The South African, 28, will not be able to defend her 800m world title in Qatar next month, said her legal team, following Monday's decision by the Swiss Federal Tribunal that reverses a ruling that allowed her to compete pending an appeal.
In May, the Court of Arbitration for Sport (CAS) sided with the International Association of Athletics Federations, upholding its rule that put a cap on permissible testosterone levels for events in distances from 400m to a mile (1.6km).
It requires any female athletes, whose natural testosterone levels exceed a certain threshold that constitutes an impermissible competitive advantage, to artificially lower the amount to under 5nmol/L for six months.
The Swiss Federal Supreme Court in June suspended that rule, allowing Semenya to compete without using medication to lower her testosterone levels pending the appeal.
But the Tribunal ruled that "the strict requirements and high thresholds for the interim suspension of CAS awards... were not fulfilled".
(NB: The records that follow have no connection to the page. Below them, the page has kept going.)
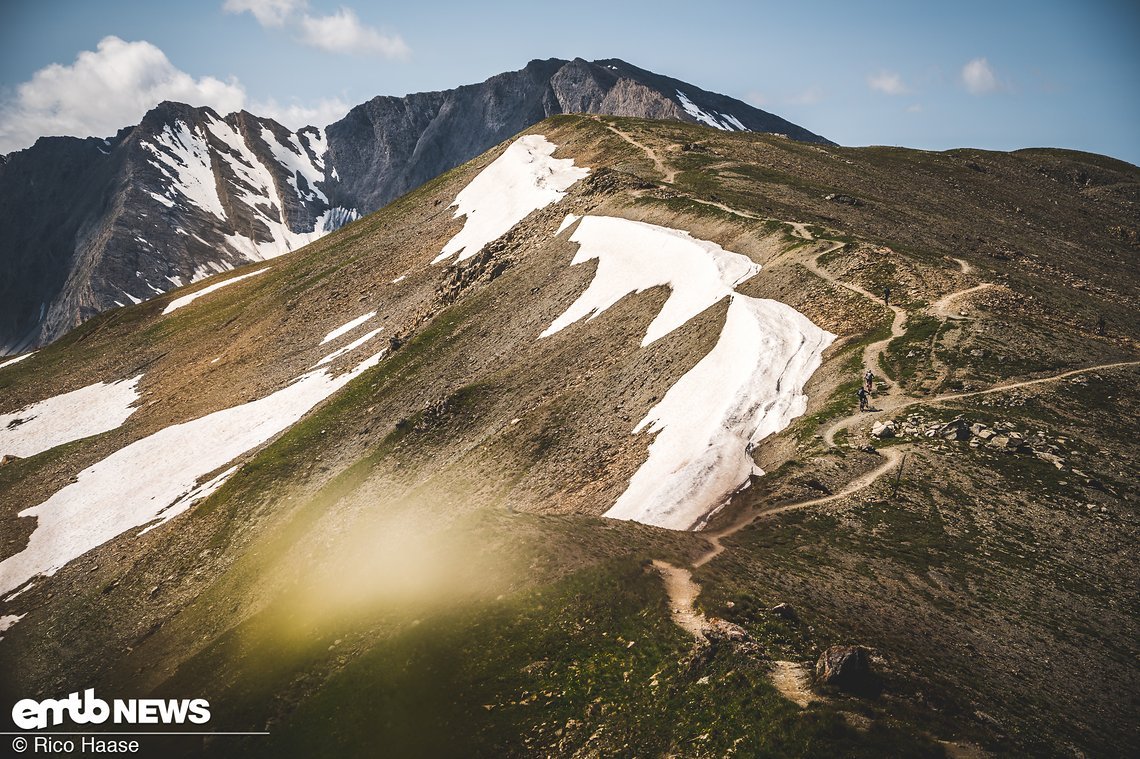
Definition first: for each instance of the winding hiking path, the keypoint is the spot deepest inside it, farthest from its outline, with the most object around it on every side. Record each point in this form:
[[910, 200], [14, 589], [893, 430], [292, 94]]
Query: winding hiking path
[[792, 679], [683, 592], [660, 165]]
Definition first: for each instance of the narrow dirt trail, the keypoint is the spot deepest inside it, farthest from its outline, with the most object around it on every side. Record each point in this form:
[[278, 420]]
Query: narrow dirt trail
[[790, 678], [683, 592], [658, 163], [873, 351]]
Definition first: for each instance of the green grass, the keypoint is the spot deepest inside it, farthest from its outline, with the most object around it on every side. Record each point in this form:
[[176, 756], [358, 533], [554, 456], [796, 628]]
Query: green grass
[[589, 663]]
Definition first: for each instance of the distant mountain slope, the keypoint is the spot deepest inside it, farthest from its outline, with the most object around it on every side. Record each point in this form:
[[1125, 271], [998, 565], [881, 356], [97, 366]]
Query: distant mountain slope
[[87, 225], [369, 481]]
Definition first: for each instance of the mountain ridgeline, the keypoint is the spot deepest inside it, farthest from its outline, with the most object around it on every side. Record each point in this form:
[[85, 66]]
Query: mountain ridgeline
[[89, 225]]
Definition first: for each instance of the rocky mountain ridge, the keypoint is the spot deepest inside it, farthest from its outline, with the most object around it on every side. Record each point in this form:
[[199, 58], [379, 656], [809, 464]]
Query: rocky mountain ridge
[[88, 225]]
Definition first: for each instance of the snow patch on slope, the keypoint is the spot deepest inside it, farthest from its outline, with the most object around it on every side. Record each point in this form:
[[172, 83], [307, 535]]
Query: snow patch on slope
[[66, 417], [634, 256], [155, 478], [182, 156], [348, 349], [16, 360], [186, 300], [521, 180], [748, 386], [257, 189], [726, 122], [298, 162]]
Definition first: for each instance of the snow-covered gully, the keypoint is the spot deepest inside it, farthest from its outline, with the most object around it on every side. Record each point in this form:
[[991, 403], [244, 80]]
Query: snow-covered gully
[[747, 388]]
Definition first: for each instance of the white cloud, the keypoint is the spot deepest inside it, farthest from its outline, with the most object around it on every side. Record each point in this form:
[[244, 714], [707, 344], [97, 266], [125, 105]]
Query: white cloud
[[887, 82], [342, 32], [268, 13], [103, 91], [114, 86], [979, 78]]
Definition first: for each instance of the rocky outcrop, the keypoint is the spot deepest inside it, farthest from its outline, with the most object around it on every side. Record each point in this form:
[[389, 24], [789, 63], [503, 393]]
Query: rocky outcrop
[[847, 669]]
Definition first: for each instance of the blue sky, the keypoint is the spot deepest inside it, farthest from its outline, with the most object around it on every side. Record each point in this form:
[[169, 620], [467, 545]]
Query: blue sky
[[996, 74]]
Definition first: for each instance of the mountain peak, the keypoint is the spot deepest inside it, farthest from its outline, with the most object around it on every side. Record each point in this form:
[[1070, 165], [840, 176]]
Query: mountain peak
[[176, 203]]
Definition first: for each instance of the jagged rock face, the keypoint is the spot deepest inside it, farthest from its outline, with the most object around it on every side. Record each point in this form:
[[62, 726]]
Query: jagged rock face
[[90, 225], [87, 225]]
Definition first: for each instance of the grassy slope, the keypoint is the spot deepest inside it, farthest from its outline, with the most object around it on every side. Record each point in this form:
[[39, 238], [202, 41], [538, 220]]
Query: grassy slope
[[247, 563]]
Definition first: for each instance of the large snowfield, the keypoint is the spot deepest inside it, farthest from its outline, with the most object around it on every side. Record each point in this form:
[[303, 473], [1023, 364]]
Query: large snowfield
[[747, 388], [749, 385], [521, 180], [156, 478], [66, 417]]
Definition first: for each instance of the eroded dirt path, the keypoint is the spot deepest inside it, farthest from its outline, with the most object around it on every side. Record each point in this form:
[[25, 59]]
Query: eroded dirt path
[[790, 678], [683, 592], [942, 308], [664, 169]]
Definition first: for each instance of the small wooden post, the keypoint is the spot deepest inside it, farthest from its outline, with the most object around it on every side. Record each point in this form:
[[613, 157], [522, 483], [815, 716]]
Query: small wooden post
[[898, 475]]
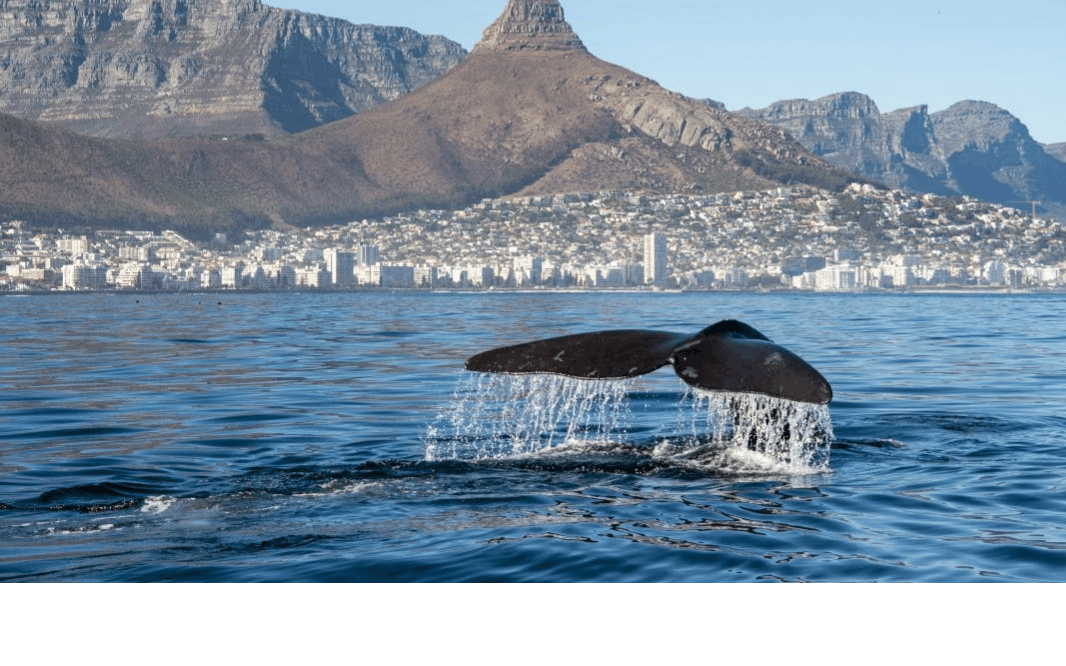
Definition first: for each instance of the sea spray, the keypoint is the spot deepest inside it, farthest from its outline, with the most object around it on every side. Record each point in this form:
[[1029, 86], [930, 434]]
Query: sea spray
[[754, 429], [496, 416]]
In an official statement, Semenya said: "I am very disappointed to be kept from defending my hard-earned title, but this will not deter me from continuing my fight for the human rights of all of the female athletes concerned."
Her lawyer, Dorothee Schramm, also said in the statement that the ruling was "procedural" and "has no impact on the appeal itself".
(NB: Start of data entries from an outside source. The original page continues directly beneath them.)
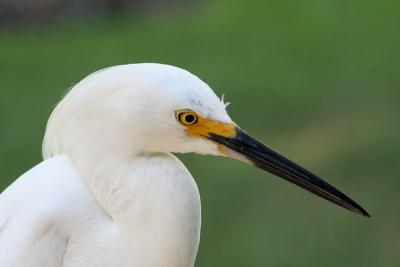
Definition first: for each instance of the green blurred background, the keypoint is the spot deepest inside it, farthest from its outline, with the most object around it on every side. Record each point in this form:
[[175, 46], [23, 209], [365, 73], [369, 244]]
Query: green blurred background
[[317, 80]]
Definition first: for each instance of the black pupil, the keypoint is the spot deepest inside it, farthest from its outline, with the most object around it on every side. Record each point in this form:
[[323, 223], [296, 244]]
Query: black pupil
[[190, 118]]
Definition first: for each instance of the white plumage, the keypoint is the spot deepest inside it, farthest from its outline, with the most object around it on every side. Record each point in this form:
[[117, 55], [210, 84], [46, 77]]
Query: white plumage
[[109, 192]]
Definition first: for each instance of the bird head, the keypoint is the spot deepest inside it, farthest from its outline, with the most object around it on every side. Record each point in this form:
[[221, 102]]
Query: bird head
[[155, 108]]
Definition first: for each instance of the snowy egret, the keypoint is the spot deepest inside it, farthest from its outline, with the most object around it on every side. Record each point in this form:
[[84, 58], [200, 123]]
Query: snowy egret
[[109, 192]]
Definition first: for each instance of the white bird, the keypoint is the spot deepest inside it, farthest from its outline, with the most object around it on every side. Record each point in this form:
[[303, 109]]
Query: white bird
[[109, 191]]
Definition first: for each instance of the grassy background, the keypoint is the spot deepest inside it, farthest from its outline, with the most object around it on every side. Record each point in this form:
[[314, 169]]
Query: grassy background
[[317, 80]]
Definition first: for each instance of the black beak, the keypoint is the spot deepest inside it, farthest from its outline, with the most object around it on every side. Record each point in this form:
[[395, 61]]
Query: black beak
[[269, 160]]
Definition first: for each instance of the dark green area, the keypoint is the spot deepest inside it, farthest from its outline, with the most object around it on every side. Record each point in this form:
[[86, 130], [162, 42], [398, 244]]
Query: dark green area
[[317, 80]]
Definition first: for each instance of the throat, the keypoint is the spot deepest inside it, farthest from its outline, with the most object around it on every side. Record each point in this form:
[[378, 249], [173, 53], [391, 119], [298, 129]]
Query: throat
[[154, 202]]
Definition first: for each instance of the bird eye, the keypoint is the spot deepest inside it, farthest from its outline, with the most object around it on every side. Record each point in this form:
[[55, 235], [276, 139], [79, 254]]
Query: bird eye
[[187, 117]]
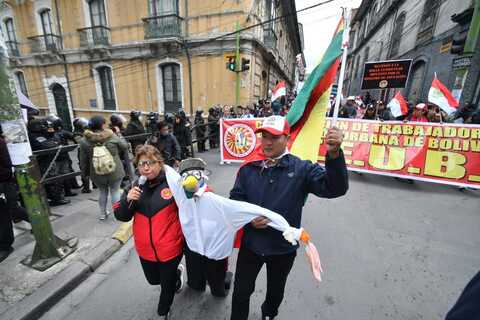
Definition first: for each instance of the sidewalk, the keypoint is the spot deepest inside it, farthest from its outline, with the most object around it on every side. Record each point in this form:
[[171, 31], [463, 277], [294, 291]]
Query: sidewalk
[[26, 293]]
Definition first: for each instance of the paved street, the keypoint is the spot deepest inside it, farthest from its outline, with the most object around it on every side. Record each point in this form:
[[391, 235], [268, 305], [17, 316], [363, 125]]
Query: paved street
[[389, 250]]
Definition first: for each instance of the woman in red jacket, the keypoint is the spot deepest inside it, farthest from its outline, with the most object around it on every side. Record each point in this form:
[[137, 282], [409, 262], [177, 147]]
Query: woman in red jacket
[[156, 229]]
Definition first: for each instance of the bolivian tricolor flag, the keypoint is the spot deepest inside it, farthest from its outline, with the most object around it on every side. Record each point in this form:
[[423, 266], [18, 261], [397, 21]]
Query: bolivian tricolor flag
[[307, 115]]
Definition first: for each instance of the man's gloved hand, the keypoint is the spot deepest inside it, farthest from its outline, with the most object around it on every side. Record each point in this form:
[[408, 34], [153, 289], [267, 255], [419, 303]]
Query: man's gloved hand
[[292, 235]]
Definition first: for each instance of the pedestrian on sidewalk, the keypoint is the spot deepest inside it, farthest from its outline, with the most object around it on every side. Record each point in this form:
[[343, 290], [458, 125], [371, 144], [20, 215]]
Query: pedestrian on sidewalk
[[135, 127], [280, 182], [156, 228], [79, 127], [96, 138]]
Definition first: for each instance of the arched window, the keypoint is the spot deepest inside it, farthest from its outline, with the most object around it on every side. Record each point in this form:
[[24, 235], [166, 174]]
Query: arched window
[[97, 13], [357, 67], [21, 82], [172, 87], [11, 37], [163, 7], [427, 22], [98, 21], [397, 35], [106, 86], [47, 28], [46, 19]]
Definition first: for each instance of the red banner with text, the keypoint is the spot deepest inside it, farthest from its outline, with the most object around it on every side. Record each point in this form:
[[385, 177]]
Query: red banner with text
[[441, 153]]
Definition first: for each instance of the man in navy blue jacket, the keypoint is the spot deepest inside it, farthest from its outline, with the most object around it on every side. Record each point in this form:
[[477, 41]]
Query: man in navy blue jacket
[[281, 183]]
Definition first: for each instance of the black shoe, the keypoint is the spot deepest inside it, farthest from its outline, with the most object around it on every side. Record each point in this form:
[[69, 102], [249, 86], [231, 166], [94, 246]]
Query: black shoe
[[57, 203], [5, 253]]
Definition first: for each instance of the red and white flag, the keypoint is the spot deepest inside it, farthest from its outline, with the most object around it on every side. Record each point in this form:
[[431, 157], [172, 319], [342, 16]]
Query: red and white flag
[[279, 90], [398, 106], [442, 97]]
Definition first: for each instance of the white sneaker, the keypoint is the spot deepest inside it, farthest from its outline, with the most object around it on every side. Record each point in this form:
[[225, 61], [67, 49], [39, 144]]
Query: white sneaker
[[180, 280]]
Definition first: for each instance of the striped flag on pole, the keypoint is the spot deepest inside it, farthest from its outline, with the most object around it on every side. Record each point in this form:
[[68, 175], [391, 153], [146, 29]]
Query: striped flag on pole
[[307, 115], [398, 106], [442, 97]]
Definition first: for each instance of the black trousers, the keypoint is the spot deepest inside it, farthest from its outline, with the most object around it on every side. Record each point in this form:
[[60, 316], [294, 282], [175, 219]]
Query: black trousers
[[248, 267], [165, 275], [6, 228], [9, 210], [201, 270]]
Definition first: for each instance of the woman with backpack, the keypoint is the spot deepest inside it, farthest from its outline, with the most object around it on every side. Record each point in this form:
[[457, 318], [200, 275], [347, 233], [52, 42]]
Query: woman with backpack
[[100, 151]]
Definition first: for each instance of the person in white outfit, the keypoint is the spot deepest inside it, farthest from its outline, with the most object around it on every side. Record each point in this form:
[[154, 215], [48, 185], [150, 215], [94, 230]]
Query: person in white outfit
[[210, 222]]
She added: "We will continue to pursue Caster's appeal and fight for her fundamental human rights.
"A race is always decided at the finish line."
Semenya, who is believed to have an intersex condition that causes her body to produce higher levels of testosterone, has framed her argument about mandated hormonal drug intervention as a violation of "fundamental human rights".
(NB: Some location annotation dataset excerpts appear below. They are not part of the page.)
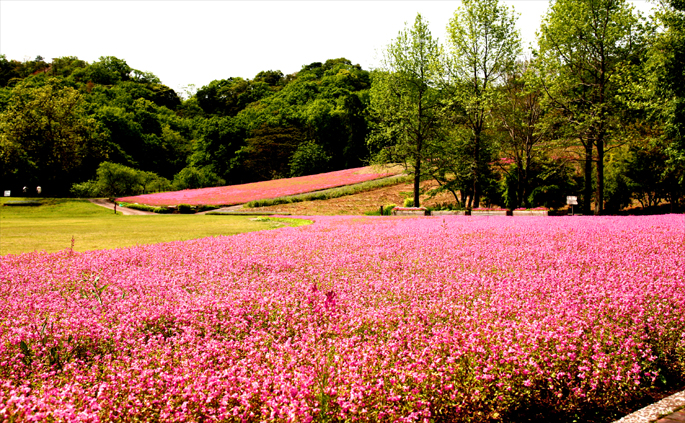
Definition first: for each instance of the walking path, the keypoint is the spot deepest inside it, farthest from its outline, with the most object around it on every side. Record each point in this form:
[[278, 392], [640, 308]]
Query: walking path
[[124, 210], [668, 410]]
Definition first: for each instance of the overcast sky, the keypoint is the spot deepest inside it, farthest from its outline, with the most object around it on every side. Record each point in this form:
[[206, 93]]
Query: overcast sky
[[196, 42]]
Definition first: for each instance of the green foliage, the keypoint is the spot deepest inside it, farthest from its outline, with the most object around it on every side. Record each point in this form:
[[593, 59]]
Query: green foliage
[[406, 102], [484, 46], [47, 137], [585, 48], [116, 180], [309, 159]]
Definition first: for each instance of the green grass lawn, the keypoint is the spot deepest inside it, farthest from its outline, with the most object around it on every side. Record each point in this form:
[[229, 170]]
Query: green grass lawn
[[51, 226]]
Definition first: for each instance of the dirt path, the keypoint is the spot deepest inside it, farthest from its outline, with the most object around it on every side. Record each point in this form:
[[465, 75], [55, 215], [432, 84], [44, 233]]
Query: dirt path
[[124, 210]]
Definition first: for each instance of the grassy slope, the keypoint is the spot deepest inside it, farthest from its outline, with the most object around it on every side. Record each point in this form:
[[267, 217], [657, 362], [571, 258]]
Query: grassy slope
[[50, 227]]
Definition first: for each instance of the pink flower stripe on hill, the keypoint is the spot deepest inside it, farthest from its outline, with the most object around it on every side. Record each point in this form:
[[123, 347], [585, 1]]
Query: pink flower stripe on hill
[[239, 194], [349, 319]]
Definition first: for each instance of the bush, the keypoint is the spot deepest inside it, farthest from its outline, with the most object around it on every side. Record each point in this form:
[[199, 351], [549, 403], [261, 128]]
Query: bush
[[309, 159], [117, 180]]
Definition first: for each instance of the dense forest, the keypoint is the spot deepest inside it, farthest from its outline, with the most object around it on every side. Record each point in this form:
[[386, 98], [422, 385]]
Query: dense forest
[[596, 111]]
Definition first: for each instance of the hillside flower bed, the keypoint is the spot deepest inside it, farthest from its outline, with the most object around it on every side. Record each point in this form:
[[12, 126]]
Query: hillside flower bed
[[239, 194], [350, 319]]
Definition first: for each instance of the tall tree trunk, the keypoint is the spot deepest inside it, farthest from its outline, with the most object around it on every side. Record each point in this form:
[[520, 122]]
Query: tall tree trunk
[[587, 190], [476, 160], [417, 180], [599, 203]]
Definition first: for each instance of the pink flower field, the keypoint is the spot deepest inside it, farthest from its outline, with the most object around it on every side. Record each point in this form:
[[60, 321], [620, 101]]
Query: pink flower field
[[239, 194], [351, 319]]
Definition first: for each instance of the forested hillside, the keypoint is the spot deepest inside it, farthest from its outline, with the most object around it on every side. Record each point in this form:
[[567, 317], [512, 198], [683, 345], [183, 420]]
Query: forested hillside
[[60, 120], [596, 111]]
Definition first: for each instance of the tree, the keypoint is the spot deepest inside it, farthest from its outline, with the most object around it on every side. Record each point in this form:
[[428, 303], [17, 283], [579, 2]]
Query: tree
[[407, 103], [47, 138], [584, 46], [526, 129], [666, 67], [484, 45]]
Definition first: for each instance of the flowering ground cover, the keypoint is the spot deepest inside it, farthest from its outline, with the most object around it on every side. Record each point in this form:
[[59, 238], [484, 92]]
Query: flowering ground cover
[[351, 319], [240, 194]]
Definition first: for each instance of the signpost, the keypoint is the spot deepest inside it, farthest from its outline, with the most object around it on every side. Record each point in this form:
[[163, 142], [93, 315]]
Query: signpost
[[572, 201]]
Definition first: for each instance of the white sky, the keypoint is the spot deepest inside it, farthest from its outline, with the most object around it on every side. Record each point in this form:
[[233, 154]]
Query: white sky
[[185, 42]]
The IAAF, which drafted the regulation upheld by CAS, has maintained this gives her an unfair advantage over other female competitors, and yesterday welcomed the decision as shedding much-needed "parity and clarity".
It added that it would maintain its position in the remainder of the legal proceedings that "there are some contexts, sport being one of them, where biology has to trump gender identity, which is why regulations are a necessary means of protecting fair and meaningful competition in elite female athletics".
As of yesterday, Semenya's social media posts included several inspirational quotes and a cryptic tweet that read: "First chapter of my life done, looking forward to my second chapter."